Since the new model climbs up way too fast in the beginning, it makes sense to adjust R0 in order to fit the curve of the base model. When choosing R0=2.35, the network-based model reaches the same number of infected after 40 days. This is kind of an arbitrary choice as the curves have different shapes.
The nice effect of that is that the number of eventually infected is again somewhat lower, namely 53% instead of 60%.
The biggest and nicest news is yet to come: In the traditional model, herd immunity is reached when 66% are infected (with R0=3.0). However, in the powerlaw model, herd immunity is already achieved much earlier and a well-timed lockdown leads to only 20% of the population getting eventually effected.
The following chart compares a well-timed lockdown in the traditional model with a well-timed lockdown in the super-spreader model.
In the traditional model, reaching herd immunity takes quite long. With R0=3.0, one has to wait until 66% of the population is infected (here, I wait a little longer to be on the safe side).

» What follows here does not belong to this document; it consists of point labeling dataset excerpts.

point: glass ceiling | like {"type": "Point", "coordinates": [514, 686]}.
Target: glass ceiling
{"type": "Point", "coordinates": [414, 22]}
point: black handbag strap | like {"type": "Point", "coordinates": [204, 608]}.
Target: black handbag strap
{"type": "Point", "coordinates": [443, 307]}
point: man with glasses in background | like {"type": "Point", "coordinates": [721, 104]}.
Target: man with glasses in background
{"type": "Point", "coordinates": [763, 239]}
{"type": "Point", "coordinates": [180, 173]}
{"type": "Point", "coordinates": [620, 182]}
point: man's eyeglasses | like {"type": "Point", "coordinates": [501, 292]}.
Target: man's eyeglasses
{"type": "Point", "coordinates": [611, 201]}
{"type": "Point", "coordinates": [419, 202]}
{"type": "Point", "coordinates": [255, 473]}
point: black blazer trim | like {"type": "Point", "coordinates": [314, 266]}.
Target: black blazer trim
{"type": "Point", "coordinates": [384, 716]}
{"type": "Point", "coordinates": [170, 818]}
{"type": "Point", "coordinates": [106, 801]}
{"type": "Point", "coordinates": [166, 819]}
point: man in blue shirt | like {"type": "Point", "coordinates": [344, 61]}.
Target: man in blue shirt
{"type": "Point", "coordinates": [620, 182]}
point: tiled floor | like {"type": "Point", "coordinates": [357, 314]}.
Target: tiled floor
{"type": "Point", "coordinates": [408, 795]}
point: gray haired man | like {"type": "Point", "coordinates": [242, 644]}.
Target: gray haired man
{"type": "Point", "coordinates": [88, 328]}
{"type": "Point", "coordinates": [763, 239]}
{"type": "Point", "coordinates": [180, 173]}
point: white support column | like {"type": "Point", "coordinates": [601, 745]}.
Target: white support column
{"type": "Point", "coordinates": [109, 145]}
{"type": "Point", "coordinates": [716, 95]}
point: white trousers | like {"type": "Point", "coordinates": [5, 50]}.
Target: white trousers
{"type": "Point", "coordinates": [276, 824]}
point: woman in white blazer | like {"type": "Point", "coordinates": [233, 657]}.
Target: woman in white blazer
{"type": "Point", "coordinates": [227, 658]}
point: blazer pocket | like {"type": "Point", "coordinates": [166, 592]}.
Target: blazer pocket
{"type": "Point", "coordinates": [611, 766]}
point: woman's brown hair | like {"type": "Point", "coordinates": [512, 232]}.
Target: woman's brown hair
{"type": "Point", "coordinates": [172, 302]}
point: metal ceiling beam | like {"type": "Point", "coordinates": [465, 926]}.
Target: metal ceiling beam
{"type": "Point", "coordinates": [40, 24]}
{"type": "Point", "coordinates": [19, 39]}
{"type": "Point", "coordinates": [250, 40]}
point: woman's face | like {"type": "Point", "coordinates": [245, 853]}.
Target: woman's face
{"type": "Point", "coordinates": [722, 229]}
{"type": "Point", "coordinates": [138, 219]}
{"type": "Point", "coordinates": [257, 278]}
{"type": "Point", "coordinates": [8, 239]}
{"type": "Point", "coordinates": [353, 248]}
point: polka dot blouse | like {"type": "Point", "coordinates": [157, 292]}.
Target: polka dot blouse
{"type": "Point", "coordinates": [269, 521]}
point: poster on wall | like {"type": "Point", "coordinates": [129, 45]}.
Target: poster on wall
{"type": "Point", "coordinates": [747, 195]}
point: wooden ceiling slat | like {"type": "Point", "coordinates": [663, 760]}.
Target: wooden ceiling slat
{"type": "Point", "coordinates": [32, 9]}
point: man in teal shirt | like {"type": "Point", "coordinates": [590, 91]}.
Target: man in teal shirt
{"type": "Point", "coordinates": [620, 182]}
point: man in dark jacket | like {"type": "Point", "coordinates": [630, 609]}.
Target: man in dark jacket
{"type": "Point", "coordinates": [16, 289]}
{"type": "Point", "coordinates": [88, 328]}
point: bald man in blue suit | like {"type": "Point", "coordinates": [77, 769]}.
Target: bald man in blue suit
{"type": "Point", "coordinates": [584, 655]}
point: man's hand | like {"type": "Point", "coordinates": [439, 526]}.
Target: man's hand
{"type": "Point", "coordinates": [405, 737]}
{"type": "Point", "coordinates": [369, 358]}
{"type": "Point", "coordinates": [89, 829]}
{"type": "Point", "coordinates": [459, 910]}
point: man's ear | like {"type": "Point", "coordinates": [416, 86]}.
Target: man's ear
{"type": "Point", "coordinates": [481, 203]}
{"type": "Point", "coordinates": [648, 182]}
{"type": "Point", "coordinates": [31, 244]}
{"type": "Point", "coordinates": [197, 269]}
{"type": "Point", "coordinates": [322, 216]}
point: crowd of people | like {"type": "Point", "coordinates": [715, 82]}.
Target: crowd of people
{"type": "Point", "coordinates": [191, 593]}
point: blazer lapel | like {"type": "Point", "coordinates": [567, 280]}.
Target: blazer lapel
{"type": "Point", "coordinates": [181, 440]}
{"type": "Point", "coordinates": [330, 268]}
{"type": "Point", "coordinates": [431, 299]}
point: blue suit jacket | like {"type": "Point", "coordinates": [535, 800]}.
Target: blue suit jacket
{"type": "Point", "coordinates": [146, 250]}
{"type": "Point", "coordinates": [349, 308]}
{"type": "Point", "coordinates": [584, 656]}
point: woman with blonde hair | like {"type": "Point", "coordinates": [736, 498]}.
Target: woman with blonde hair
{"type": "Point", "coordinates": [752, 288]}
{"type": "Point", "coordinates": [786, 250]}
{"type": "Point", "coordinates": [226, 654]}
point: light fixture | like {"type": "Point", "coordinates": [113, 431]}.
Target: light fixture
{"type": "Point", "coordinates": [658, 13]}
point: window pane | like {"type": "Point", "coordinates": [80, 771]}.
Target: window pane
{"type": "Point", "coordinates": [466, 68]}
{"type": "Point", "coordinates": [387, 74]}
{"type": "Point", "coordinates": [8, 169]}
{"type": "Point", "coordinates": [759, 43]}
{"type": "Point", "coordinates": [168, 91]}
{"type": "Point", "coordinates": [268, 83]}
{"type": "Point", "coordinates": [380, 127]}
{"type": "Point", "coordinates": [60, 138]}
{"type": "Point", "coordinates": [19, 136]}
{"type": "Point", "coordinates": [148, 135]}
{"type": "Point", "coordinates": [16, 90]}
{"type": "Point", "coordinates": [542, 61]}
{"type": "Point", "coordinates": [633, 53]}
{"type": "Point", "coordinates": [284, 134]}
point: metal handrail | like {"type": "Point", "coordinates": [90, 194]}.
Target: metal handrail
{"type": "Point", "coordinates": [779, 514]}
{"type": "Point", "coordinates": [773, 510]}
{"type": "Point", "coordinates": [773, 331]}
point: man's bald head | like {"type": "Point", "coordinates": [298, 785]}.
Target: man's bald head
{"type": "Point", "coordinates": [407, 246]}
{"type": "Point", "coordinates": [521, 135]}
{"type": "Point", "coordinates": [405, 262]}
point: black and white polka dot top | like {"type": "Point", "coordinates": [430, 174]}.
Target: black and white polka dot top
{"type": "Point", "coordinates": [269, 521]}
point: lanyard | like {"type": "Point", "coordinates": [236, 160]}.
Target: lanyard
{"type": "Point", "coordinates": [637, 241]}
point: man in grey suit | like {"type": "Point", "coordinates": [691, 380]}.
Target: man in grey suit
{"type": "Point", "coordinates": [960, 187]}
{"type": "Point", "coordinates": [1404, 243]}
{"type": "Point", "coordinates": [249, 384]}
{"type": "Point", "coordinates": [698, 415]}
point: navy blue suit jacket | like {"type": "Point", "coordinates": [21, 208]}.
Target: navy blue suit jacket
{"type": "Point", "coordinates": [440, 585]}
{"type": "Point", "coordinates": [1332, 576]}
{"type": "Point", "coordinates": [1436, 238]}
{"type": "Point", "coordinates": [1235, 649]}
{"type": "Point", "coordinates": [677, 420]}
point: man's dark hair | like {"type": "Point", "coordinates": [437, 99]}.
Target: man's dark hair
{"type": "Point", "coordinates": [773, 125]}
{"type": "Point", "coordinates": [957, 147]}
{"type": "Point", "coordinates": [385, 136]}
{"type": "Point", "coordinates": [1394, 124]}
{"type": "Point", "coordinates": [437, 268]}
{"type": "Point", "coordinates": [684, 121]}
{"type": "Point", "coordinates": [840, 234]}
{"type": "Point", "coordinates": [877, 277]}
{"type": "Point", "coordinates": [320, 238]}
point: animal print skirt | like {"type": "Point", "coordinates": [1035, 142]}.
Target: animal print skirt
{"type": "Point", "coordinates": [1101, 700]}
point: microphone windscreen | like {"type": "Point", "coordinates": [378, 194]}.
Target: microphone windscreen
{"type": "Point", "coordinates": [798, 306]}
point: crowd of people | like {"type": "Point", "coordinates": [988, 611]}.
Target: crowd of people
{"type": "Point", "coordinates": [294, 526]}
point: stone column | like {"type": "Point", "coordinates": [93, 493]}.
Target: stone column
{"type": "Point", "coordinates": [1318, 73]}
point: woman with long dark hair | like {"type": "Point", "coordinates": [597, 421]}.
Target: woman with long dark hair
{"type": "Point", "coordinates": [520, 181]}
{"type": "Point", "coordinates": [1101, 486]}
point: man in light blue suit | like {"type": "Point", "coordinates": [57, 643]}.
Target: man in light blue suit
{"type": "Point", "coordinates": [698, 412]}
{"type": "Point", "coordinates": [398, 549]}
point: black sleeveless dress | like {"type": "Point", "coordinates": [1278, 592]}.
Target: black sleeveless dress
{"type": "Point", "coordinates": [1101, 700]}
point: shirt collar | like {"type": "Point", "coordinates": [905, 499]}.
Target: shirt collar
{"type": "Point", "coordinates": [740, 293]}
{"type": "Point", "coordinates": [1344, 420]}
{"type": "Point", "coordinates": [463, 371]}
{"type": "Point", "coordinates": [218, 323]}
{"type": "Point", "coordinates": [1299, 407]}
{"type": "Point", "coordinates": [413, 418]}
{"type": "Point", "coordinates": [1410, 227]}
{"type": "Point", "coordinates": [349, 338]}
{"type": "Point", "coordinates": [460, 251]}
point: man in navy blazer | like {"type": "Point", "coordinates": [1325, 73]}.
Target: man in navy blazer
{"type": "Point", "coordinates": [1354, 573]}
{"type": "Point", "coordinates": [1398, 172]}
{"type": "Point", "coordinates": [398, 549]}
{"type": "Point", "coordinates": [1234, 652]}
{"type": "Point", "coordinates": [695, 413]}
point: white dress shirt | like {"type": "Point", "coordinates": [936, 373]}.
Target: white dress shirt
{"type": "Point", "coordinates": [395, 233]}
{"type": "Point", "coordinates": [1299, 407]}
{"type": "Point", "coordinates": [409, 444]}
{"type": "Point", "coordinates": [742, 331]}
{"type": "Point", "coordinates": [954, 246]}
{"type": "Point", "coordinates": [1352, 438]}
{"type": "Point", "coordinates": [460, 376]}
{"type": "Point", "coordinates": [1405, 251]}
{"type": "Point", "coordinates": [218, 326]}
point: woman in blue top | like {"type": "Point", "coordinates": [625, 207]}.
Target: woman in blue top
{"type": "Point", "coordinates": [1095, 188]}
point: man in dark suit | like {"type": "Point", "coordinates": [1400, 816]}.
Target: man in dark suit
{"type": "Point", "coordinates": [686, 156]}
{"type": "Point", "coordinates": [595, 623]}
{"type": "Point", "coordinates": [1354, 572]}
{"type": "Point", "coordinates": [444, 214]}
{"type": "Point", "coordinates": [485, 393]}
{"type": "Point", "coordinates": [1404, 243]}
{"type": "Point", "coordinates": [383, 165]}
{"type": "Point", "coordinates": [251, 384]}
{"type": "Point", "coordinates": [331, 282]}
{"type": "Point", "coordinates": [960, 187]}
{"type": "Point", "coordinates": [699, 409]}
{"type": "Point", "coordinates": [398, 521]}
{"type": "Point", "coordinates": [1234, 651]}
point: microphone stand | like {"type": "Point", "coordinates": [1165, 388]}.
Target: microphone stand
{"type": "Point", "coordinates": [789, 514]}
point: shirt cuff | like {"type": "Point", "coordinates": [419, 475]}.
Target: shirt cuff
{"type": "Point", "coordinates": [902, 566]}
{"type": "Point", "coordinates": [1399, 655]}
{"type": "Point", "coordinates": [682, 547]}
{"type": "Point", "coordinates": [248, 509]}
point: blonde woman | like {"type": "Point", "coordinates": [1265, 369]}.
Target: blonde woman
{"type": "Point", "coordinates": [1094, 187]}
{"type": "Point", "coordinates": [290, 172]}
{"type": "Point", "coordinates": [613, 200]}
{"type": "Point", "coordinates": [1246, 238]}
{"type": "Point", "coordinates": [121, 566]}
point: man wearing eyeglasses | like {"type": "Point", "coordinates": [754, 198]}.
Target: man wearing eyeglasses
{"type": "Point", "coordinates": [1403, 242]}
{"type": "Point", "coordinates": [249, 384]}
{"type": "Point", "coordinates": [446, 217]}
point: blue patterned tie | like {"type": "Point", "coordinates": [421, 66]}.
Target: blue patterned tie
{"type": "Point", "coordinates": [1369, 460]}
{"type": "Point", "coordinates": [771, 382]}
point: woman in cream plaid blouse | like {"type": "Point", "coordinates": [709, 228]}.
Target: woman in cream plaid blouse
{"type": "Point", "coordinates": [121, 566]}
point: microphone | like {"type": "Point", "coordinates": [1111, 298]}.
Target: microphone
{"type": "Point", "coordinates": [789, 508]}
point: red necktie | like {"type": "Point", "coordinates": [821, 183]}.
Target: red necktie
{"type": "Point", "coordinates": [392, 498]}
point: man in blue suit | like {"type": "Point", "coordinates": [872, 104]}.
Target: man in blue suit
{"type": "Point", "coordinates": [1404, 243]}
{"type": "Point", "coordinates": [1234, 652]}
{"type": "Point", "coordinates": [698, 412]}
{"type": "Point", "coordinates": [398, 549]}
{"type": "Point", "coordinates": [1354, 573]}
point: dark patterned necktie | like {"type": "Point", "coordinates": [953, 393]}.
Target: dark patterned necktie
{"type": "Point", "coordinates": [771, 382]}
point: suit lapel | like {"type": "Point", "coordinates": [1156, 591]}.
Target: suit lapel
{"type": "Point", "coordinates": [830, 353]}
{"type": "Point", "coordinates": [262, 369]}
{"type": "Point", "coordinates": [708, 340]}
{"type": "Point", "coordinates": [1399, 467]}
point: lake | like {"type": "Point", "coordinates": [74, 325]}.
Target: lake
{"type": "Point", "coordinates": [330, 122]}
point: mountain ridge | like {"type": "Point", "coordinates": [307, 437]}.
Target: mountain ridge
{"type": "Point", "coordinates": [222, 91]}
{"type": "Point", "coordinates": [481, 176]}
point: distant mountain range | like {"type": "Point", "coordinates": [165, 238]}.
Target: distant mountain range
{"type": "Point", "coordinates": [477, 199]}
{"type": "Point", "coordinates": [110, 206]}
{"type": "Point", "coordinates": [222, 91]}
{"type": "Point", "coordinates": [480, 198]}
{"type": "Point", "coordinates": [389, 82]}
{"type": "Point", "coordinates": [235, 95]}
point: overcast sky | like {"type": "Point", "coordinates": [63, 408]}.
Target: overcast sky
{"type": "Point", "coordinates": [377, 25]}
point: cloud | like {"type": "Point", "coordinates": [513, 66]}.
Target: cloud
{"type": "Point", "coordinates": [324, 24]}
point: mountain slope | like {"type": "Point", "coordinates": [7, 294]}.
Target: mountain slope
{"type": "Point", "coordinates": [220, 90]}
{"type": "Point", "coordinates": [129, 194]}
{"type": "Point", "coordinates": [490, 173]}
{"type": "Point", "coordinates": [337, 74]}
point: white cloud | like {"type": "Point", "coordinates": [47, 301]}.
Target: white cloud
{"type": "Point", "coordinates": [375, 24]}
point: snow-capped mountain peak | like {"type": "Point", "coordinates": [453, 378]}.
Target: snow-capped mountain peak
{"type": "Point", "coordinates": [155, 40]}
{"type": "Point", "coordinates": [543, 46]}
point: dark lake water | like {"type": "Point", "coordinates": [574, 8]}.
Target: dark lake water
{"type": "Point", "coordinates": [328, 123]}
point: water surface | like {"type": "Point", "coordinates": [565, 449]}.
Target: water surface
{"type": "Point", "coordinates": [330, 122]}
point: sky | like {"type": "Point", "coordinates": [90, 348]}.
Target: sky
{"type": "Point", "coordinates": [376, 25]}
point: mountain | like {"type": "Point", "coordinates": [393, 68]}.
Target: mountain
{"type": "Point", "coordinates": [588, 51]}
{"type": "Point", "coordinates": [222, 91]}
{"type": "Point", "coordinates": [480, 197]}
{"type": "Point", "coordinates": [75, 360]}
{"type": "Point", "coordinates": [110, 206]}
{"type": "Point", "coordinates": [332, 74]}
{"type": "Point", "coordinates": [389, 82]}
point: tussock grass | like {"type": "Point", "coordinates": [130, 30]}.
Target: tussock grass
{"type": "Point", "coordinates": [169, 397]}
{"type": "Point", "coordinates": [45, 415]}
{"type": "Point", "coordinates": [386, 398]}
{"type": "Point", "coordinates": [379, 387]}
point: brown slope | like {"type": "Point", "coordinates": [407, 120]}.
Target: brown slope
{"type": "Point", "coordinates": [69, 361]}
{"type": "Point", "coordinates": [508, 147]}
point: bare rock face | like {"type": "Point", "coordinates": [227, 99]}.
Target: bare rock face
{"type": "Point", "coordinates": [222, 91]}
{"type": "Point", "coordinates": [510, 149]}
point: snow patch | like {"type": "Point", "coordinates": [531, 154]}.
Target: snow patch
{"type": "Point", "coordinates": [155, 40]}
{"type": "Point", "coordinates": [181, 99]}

A well-timed lockdown at that moment prevents up to 33% of the population from getting sick.
In the model with heterogeneous contagion, herd immunity is reached earlier and a well-timed lockdown prevents much more cases. In the end, only about 20% of the population is infected.
To test whether herd immunity has actually been reached, I adjusted the model such that every day, one random citizen is infected. Here, the random nature of our model can bite us again. It is perfectly possible for the population to have reached herd immunity overall (i.e. an infection rate below 1.0), but having many subsets of the population whose average infection rate is still above 1.0. If such a subset happens to get infected, there will be another (local) outbreak.
Taking into account that not every host has the same infection rate (i.e. allowing for heterogeneous R0) makes a huge difference and I am much more hopeful again that this crisis will be over again sometime this summer. (Note added on 2020-05-02: here, I'm referring to Switzerland, where it currently looks like we will be back to "almost normal" by June.) After that, we might still see sporadic local outbreaks, but the pandemic should be over.
All of this should not be misunderstood as a justification to be less careful. In the network scenario without, about 25% of the population is sick at one point in time, overwhelming the health care system if not accompanied by ancilliary measures. However, one should note that everything will play out slower in a larger population, when simulating a real network with stable connections, or when the curve is flattened thanks to the well-known counter-measures. Nonetheless, this model can provide some hope for those who just read the usual extremely pessimistic forecasts and it can help in explaining why the infection rate seems to go down over time at a faster rate than the traditional model predicts.
All in all, the key take-away is: taking into account that people are different, the pandemic will be a less dramatic than traditional models suggest, in particular when combined with a well-timed lockdown.